Voici l’un des enjeux soulevés lors des printanières 2017 d’EspacesTemps.net, des 8 et 9 juin 2017, qui ont permis, au travers des interventions de l’historienne de l’art Véronique Mauron et du professeur Jean-Michel Tobelem, de s’interroger sur la notion d’exposition, et sur le type d’objets susceptibles d’être soumis au regard du public lors d’une exposition.
Si l’exposition des sciences et techniques fait partie du corpus des expositions – et ce depuis les prémisses des musées –, notamment en constituant les scientifica des cabinets de curiosités (Wunderkammer), les sciences sociales ne bénéficient pas de cette antériorité, sauf à considérer les exotica, relevant pour partie de l’ethnographie. Ce n’est pas tant le contenu scientifique produit qui les a privées longtemps d’exposition que les formes d’objets, qui ne correspondaient pas alors au format que l’on considérait comme étant « exposable ». Essentiellement composées d’écrits, les sciences humaines et sociales avaient davantage leur place dans les bibliothèques que dans les musées.
Pour mieux comprendre comment les sciences humaines et sociales ont peu à peu intégré les expositions, Véronique Mauron nous invite à faire deux détours, le premier par la notion d’imaginaire, le second par la notion de dispositif. L’imagination est pour Charles Baudelaire (1976, p. 329) « une faculté (…) qui perçoit tout d’abord, en dehors des méthodes philosophiques, les rapports intimes et secrets des choses, les correspondances et les analogies ». Ce qui compte n’est pas tant de signifier les idées par des formes seulement illustratives que de les susciter. Le dispositif, quant à lui, a été décrit notamment par Giorgio Agamben dans son ouvrage éponyme, ou par Michel Foucault (1994, p. 299), pour qui « il est toujours inscrit dans un jeu de pouvoir mais toujours lié aussi à une ou des formes de savoir, qui en naissent, mais tout autant le conditionnent ». Ainsi, une exposition apporte des éléments de « soulèvement », au sens du rapport de force foucaldien autant qu’au sens du développement des idées. À ce titre, Aby Warburg est sans doute un précurseur dans le type de dispositifs mis en œuvre dans une exposition, son apogée étant atteinte dans le projet Mnémosyne, voulu comme un atlas mettant en relation des objets iconographiques de formats différents et a priori disparates, et laissant le regardeur se les approprier et les relier entre eux. Il ne s’agit de rien de moins que de proposer un au-delà de la lecture en surface des objets.
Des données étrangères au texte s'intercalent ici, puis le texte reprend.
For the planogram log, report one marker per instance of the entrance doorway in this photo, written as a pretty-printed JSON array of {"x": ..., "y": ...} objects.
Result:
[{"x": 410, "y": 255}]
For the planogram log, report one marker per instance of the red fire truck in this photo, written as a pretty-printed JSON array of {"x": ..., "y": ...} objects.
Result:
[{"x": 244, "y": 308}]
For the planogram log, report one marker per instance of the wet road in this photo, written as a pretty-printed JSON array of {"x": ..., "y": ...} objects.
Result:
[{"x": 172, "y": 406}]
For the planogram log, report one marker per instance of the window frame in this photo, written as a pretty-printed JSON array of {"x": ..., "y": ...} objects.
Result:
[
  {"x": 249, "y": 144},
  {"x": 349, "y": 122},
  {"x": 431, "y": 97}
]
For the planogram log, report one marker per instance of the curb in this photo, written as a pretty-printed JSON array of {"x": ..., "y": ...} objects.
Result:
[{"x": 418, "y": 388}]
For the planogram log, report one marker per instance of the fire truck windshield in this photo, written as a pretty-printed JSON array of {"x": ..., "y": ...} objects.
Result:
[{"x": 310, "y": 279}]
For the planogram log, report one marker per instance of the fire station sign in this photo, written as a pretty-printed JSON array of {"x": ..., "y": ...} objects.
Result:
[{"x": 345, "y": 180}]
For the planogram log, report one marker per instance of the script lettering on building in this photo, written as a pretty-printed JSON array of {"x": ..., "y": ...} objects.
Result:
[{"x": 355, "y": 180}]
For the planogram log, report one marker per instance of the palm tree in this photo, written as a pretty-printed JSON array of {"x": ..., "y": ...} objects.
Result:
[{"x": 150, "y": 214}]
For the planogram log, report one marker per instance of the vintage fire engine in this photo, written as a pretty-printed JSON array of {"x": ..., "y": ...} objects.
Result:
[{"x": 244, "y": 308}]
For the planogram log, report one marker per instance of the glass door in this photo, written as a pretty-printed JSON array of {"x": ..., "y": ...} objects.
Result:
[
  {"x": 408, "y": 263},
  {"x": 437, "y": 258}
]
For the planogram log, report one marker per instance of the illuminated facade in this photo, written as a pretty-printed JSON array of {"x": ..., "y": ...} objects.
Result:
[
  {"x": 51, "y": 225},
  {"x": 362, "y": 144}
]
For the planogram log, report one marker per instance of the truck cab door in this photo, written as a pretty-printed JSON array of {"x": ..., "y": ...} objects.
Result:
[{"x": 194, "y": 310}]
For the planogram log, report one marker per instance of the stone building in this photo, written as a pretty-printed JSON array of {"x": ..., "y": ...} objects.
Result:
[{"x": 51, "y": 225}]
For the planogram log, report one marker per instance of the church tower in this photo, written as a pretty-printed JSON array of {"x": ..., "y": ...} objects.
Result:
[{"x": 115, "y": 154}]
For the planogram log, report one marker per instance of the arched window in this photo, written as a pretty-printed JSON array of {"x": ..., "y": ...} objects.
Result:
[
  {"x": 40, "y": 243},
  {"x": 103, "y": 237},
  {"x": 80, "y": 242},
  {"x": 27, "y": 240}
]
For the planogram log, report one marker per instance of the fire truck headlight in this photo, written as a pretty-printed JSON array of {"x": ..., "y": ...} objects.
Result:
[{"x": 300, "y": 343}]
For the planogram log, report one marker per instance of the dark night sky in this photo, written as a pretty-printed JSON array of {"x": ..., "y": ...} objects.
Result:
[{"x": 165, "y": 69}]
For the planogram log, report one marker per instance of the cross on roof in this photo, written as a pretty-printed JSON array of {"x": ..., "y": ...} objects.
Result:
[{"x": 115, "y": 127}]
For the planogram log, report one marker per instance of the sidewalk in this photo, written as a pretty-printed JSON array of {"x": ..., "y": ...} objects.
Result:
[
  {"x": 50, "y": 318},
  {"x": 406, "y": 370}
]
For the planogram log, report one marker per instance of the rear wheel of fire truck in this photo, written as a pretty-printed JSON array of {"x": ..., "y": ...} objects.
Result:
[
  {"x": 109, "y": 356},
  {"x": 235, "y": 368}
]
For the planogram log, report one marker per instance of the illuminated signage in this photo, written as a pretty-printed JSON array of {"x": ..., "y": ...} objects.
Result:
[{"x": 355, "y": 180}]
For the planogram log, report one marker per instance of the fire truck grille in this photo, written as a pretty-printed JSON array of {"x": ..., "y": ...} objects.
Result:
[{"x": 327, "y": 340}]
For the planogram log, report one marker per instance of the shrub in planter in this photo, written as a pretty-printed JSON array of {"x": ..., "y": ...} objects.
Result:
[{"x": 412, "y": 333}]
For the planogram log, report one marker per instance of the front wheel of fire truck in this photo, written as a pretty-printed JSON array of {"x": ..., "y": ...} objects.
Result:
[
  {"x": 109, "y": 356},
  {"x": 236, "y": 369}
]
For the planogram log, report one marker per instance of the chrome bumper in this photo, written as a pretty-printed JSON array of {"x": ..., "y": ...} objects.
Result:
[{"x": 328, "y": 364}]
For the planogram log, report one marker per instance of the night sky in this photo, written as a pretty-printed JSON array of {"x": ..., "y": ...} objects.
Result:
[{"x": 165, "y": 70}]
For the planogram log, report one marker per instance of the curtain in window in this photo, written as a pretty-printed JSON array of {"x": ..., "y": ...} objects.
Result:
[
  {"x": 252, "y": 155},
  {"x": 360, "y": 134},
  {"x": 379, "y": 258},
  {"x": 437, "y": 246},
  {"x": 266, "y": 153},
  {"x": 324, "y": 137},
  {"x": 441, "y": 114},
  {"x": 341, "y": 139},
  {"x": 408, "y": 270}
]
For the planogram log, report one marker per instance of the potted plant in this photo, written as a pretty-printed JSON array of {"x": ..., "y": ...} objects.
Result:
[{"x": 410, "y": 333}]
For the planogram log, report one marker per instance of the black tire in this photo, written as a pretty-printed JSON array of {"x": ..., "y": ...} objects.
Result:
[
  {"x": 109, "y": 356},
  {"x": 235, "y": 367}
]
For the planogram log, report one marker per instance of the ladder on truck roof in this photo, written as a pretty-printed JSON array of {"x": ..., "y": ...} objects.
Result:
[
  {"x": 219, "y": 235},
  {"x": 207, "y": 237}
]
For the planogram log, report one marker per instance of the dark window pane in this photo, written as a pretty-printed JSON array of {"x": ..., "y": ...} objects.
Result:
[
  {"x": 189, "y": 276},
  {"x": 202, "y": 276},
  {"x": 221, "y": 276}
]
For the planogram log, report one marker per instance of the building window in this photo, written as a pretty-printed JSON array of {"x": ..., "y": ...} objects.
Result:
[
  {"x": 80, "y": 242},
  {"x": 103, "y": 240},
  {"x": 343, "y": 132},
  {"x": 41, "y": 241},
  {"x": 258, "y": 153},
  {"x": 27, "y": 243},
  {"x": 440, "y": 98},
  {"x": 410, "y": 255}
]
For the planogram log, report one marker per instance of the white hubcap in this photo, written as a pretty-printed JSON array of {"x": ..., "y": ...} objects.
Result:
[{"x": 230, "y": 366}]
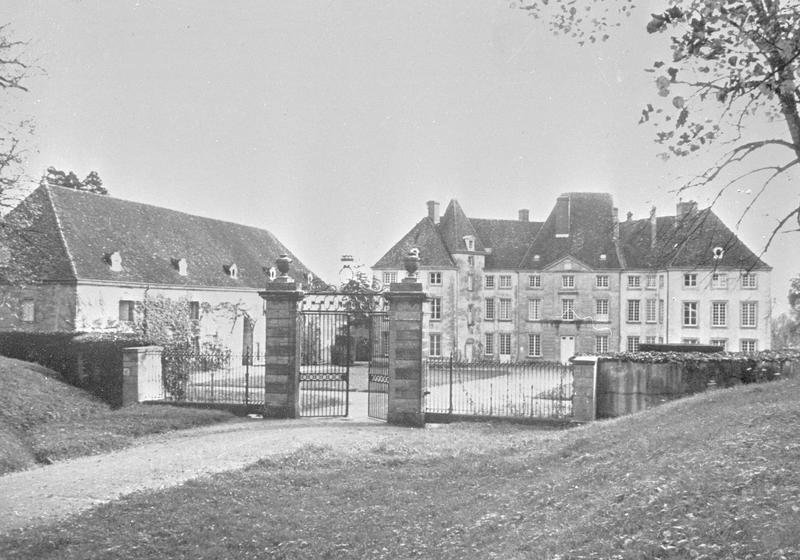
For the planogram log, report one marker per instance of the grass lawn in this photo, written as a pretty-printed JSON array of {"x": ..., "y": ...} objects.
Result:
[
  {"x": 43, "y": 419},
  {"x": 711, "y": 476}
]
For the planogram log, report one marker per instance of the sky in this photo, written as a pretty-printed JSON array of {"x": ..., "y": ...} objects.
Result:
[{"x": 332, "y": 123}]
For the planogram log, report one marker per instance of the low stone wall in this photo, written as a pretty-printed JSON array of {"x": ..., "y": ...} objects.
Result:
[{"x": 624, "y": 387}]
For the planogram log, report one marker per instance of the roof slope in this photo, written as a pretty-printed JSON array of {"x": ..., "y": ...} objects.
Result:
[
  {"x": 454, "y": 226},
  {"x": 507, "y": 239},
  {"x": 151, "y": 239},
  {"x": 591, "y": 226},
  {"x": 425, "y": 237},
  {"x": 684, "y": 243}
]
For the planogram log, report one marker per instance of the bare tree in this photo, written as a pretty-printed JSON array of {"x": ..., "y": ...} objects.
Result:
[
  {"x": 734, "y": 63},
  {"x": 14, "y": 70}
]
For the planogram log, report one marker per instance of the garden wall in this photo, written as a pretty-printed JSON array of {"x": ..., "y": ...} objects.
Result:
[{"x": 632, "y": 382}]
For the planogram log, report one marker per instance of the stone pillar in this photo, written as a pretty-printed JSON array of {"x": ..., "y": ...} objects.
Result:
[
  {"x": 405, "y": 354},
  {"x": 281, "y": 349},
  {"x": 141, "y": 374},
  {"x": 584, "y": 389}
]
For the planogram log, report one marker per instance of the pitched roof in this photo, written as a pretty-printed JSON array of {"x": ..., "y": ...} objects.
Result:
[
  {"x": 425, "y": 237},
  {"x": 150, "y": 240},
  {"x": 685, "y": 242},
  {"x": 507, "y": 239},
  {"x": 591, "y": 225},
  {"x": 455, "y": 226}
]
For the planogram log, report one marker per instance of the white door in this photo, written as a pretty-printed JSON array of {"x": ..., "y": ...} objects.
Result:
[{"x": 567, "y": 348}]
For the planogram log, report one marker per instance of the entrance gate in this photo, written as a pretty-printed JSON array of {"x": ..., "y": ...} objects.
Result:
[{"x": 337, "y": 330}]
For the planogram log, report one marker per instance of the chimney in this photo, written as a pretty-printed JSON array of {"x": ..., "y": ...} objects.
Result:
[
  {"x": 653, "y": 227},
  {"x": 562, "y": 216},
  {"x": 685, "y": 208},
  {"x": 433, "y": 211}
]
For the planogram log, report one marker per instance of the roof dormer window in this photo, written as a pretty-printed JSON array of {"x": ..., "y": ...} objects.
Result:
[
  {"x": 231, "y": 270},
  {"x": 181, "y": 266},
  {"x": 469, "y": 240},
  {"x": 114, "y": 261}
]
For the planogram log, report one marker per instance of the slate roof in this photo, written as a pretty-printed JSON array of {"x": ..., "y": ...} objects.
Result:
[
  {"x": 508, "y": 240},
  {"x": 591, "y": 225},
  {"x": 76, "y": 231},
  {"x": 513, "y": 244},
  {"x": 685, "y": 243},
  {"x": 424, "y": 236}
]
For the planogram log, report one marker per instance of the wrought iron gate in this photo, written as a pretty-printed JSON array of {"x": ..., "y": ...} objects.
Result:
[{"x": 336, "y": 329}]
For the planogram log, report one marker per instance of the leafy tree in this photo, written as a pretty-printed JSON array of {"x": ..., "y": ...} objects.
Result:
[
  {"x": 57, "y": 178},
  {"x": 14, "y": 131},
  {"x": 734, "y": 62}
]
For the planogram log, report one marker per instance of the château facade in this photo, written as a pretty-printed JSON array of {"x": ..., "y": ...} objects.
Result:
[{"x": 583, "y": 282}]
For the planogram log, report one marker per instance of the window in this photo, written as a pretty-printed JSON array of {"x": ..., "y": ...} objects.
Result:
[
  {"x": 488, "y": 309},
  {"x": 749, "y": 314},
  {"x": 534, "y": 345},
  {"x": 689, "y": 313},
  {"x": 749, "y": 280},
  {"x": 126, "y": 310},
  {"x": 436, "y": 308},
  {"x": 601, "y": 309},
  {"x": 534, "y": 309},
  {"x": 719, "y": 280},
  {"x": 650, "y": 311},
  {"x": 488, "y": 344},
  {"x": 633, "y": 311},
  {"x": 435, "y": 348},
  {"x": 505, "y": 344},
  {"x": 568, "y": 309},
  {"x": 719, "y": 313},
  {"x": 505, "y": 309},
  {"x": 748, "y": 345},
  {"x": 470, "y": 242},
  {"x": 28, "y": 311}
]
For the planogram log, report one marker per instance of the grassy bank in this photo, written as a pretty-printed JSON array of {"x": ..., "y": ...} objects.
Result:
[
  {"x": 711, "y": 476},
  {"x": 43, "y": 419}
]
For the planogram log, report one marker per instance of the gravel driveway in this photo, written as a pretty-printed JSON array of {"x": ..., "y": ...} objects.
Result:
[{"x": 55, "y": 491}]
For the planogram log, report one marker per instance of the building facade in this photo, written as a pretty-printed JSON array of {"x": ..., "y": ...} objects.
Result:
[
  {"x": 583, "y": 282},
  {"x": 73, "y": 261}
]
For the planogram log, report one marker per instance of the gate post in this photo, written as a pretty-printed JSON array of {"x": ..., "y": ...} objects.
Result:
[
  {"x": 405, "y": 353},
  {"x": 282, "y": 345}
]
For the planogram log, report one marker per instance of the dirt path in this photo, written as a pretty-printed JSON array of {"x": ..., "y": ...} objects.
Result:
[{"x": 48, "y": 493}]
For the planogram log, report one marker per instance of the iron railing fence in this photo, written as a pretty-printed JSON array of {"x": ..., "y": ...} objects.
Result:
[
  {"x": 219, "y": 377},
  {"x": 541, "y": 390}
]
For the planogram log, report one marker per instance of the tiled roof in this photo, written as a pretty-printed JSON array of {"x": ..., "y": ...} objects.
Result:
[
  {"x": 455, "y": 226},
  {"x": 684, "y": 243},
  {"x": 151, "y": 239},
  {"x": 425, "y": 237},
  {"x": 591, "y": 225},
  {"x": 507, "y": 239}
]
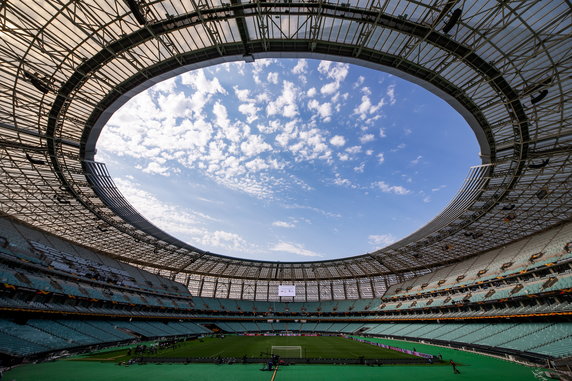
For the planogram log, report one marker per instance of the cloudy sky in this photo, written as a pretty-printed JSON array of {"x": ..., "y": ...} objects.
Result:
[{"x": 288, "y": 160}]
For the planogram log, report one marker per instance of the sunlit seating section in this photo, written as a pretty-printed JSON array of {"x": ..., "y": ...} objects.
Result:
[
  {"x": 526, "y": 254},
  {"x": 553, "y": 339}
]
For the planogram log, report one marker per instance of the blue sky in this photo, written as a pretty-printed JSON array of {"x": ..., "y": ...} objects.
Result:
[{"x": 288, "y": 160}]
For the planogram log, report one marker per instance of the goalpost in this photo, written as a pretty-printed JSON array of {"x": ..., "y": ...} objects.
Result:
[{"x": 287, "y": 351}]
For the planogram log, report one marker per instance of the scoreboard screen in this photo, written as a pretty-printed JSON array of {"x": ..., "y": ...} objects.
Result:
[{"x": 286, "y": 290}]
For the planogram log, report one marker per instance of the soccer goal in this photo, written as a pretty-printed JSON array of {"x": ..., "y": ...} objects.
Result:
[{"x": 287, "y": 351}]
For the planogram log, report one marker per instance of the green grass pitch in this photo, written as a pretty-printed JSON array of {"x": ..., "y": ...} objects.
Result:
[{"x": 326, "y": 347}]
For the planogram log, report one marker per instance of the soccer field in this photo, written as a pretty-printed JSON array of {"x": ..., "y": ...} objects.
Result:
[
  {"x": 474, "y": 367},
  {"x": 312, "y": 347}
]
Dans un second temps, Jean-Michel Tobelem, proposant un large panorama de musées existants relatifs aux sciences, insiste sur le fait que la nécessaire qualité des expositions ne tient pas tant aux types d’objets montrés qu’aux thématiques, qui doivent être proposées avec précision et auxquelles l’exposition doit apporter des éléments d’éclairage. Cette règle vaut tout autant pour les expositions des « sciences dures » que pour les expositions de sciences humaines et sociales. En d’autres mots, la question précédemment posée ressurgit : de quel « soulèvement » ou de quelle impérieuse nécessité cette exposition est-elle l’objet ? Si l’on peut répondre à cette question et moyennant des dispositifs ad hoc, peu importe alors le domaine scientifique, l’exposition sera vue et la fréquentation au rendez-vous, et ce quelle que soit la taille du musée où du lieu d’exposition. Notons, à titre d’exemple, la réussite tout à fait significative du Musée d’ethnographie de Neuchâtel.
Il n’en reste pas moins que, les sciences humaines et sociales posant par essence des questions de société, il n’est pas toujours facile de trouver un lieu acceptant que toutes les thématiques y soient traitées, et il est notable qu’une exposition dont le thème est « le capital » est plus difficile à proposer que des thèmes moins sujets à controverses. Les lieux d’exposition, et notamment les musées, devraient pourtant, on peut en émettre l’hypothèse, être les espaces privilégiés pour aborder les sujets de controverse.